There were no congressional or legislative maps passed in 2001. A state district court drew a map that was probably the fairest ever drawn. The judge then said he had a few "tweaks" that Democratic House Speaker Pete Laney had requested. When the judge released his final maps there had been major changes. The Texas Supreme Court overturned his decision on grounds that it violated due process.

The Federal District Court which had held off considering the case had to act. They admitted that as a federal court, they did not have the authority to totally disregard the 1991 Democrat gerrymander since that had been passed by Texas. They drew two new Republican seats and unkinked a few of the more bizarre borders, but they admitted they were preserving the Democratic gerrymander.
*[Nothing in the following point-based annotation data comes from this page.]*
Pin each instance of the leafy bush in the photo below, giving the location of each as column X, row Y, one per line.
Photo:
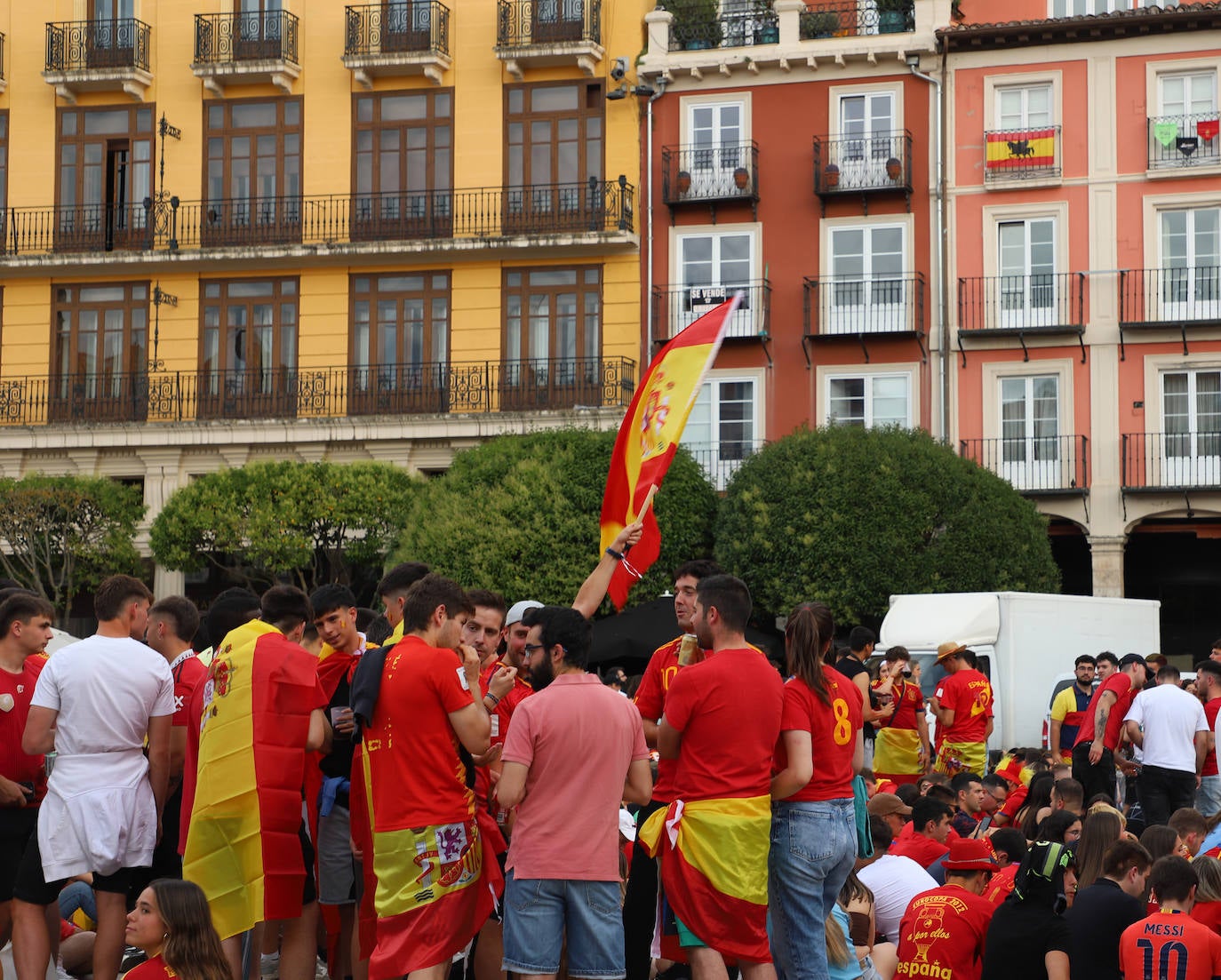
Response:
column 519, row 514
column 851, row 516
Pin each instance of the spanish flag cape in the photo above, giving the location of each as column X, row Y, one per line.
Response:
column 714, row 855
column 244, row 847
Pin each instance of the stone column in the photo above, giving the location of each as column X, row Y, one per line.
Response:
column 1106, row 554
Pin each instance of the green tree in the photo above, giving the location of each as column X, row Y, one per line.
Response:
column 851, row 516
column 313, row 522
column 66, row 533
column 519, row 514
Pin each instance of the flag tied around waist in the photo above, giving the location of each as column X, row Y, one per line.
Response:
column 649, row 438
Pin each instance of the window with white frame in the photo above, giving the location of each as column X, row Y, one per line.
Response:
column 712, row 267
column 715, row 147
column 1191, row 412
column 869, row 401
column 723, row 426
column 866, row 287
column 1025, row 267
column 1191, row 255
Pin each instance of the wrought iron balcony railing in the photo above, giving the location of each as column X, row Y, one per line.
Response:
column 78, row 45
column 1044, row 464
column 1169, row 297
column 539, row 210
column 1185, row 140
column 403, row 28
column 317, row 393
column 254, row 36
column 852, row 306
column 1028, row 154
column 529, row 23
column 1048, row 301
column 675, row 307
column 722, row 172
column 842, row 19
column 848, row 163
column 1172, row 460
column 699, row 25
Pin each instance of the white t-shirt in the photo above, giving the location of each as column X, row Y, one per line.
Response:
column 105, row 691
column 1169, row 718
column 894, row 881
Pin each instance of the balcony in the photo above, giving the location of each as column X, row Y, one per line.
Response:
column 1047, row 466
column 1022, row 155
column 1156, row 461
column 719, row 460
column 539, row 33
column 596, row 212
column 384, row 41
column 535, row 385
column 247, row 48
column 865, row 307
column 1178, row 143
column 675, row 307
column 851, row 19
column 1047, row 303
column 98, row 56
column 866, row 163
column 709, row 175
column 1169, row 299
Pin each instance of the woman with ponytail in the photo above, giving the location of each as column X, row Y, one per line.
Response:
column 813, row 823
column 172, row 923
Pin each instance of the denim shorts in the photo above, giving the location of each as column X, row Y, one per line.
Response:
column 538, row 912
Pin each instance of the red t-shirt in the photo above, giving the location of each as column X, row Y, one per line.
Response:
column 943, row 933
column 969, row 695
column 908, row 705
column 1121, row 686
column 418, row 777
column 16, row 691
column 1210, row 712
column 833, row 729
column 728, row 709
column 1002, row 884
column 1169, row 944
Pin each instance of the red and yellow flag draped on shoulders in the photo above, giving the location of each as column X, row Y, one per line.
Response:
column 649, row 438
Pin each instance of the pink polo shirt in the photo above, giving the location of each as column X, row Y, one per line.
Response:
column 578, row 738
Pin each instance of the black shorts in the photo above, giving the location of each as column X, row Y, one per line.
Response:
column 17, row 825
column 32, row 886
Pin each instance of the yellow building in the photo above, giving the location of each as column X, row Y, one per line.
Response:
column 239, row 229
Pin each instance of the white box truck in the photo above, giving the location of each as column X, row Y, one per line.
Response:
column 1024, row 640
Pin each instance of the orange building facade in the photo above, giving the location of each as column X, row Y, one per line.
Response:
column 1083, row 215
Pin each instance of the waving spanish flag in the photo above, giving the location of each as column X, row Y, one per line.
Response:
column 650, row 434
column 244, row 847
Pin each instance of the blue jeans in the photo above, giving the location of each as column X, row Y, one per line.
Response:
column 813, row 849
column 539, row 912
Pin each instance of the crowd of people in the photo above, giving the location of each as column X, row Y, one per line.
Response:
column 291, row 786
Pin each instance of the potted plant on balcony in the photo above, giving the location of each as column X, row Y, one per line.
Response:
column 893, row 16
column 696, row 23
column 818, row 23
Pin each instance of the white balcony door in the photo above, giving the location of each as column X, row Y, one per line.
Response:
column 866, row 291
column 1029, row 431
column 714, row 267
column 1191, row 410
column 1027, row 264
column 714, row 140
column 1191, row 254
column 866, row 124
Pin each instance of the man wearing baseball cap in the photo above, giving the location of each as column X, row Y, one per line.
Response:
column 1093, row 755
column 962, row 705
column 943, row 930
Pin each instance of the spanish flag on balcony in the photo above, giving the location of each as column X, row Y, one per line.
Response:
column 1024, row 149
column 244, row 846
column 649, row 438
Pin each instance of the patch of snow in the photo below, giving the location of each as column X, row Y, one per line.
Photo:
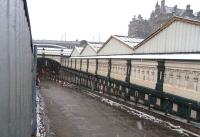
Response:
column 143, row 115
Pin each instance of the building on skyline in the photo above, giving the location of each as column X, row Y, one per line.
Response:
column 142, row 28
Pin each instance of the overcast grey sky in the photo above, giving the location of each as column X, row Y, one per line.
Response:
column 87, row 19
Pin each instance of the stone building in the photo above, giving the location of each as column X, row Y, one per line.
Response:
column 142, row 28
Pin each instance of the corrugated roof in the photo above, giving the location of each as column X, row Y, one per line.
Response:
column 131, row 42
column 79, row 49
column 169, row 22
column 95, row 45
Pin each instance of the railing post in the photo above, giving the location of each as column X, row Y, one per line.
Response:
column 160, row 75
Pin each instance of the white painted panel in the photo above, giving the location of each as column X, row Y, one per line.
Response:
column 78, row 64
column 115, row 47
column 103, row 67
column 92, row 66
column 84, row 65
column 75, row 53
column 118, row 69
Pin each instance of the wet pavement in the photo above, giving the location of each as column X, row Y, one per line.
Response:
column 75, row 114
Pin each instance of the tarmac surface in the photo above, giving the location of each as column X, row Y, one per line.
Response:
column 74, row 114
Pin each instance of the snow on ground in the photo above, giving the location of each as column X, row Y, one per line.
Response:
column 42, row 120
column 143, row 115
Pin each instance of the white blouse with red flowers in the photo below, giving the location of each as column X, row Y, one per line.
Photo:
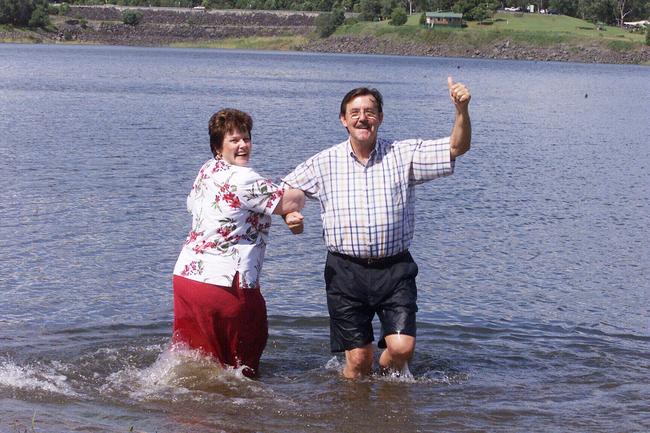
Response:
column 231, row 210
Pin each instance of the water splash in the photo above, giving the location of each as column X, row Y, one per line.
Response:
column 35, row 377
column 179, row 371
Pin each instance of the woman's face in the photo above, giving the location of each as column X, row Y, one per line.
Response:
column 237, row 147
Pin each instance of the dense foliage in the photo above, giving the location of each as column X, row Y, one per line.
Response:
column 326, row 23
column 398, row 17
column 613, row 12
column 606, row 11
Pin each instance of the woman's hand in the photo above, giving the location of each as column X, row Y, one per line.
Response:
column 295, row 222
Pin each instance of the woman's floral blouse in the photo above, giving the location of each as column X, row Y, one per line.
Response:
column 231, row 210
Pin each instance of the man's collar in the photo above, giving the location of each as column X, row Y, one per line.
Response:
column 373, row 152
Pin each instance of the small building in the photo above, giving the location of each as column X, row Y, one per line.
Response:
column 448, row 19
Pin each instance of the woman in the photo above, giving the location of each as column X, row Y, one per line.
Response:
column 218, row 307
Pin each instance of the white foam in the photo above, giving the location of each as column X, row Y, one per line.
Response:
column 34, row 377
column 177, row 370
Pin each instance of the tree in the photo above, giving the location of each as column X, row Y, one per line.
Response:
column 39, row 17
column 386, row 8
column 16, row 12
column 398, row 17
column 369, row 10
column 327, row 23
column 564, row 7
column 622, row 10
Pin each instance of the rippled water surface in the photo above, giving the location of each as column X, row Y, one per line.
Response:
column 534, row 256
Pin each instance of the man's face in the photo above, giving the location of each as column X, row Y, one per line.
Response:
column 362, row 119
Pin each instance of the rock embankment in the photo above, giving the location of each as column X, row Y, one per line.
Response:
column 165, row 26
column 504, row 49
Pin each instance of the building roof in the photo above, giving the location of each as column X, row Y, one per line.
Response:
column 444, row 15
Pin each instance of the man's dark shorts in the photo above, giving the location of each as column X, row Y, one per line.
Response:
column 356, row 290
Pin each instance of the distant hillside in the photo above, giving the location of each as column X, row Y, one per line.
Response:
column 507, row 36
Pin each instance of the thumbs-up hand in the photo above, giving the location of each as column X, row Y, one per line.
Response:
column 459, row 94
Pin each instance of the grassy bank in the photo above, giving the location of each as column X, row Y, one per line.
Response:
column 516, row 36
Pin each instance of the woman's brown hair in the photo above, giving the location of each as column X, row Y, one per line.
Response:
column 225, row 121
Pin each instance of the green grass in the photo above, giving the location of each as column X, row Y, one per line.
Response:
column 528, row 28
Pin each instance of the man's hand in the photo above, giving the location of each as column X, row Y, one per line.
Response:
column 295, row 222
column 461, row 133
column 459, row 94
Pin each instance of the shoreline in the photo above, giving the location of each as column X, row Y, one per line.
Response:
column 289, row 31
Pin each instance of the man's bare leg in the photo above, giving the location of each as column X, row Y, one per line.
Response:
column 399, row 351
column 358, row 362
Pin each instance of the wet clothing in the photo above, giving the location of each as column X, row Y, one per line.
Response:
column 218, row 307
column 368, row 212
column 231, row 210
column 359, row 289
column 227, row 323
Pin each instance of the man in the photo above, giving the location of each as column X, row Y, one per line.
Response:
column 365, row 186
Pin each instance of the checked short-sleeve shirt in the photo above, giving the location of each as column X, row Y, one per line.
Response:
column 368, row 210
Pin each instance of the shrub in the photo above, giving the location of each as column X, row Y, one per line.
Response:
column 131, row 17
column 398, row 17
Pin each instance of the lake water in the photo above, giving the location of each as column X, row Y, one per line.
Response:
column 534, row 284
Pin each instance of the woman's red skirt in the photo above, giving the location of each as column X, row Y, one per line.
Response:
column 228, row 323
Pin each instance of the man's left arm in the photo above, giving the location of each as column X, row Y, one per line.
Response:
column 461, row 133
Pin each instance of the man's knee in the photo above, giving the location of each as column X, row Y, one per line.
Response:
column 400, row 346
column 360, row 359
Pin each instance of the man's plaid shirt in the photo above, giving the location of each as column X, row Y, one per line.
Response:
column 369, row 211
Meanwhile the Legislative Redistricting Board drew new House and Senate boundaries, undoing decades of Democratic gerrymanders. The legislative boundaries were the first since the 1960s to remain unchanged by legal action for the remainder of the decade.

In 2003, the legislature fulfilled their obligation to draw congressional districts, despite efforts by the Democrats to break quorum.

Yeah, districts that were in such flagrant violation of the VRA that a court had to order a new map for the 2006 elections.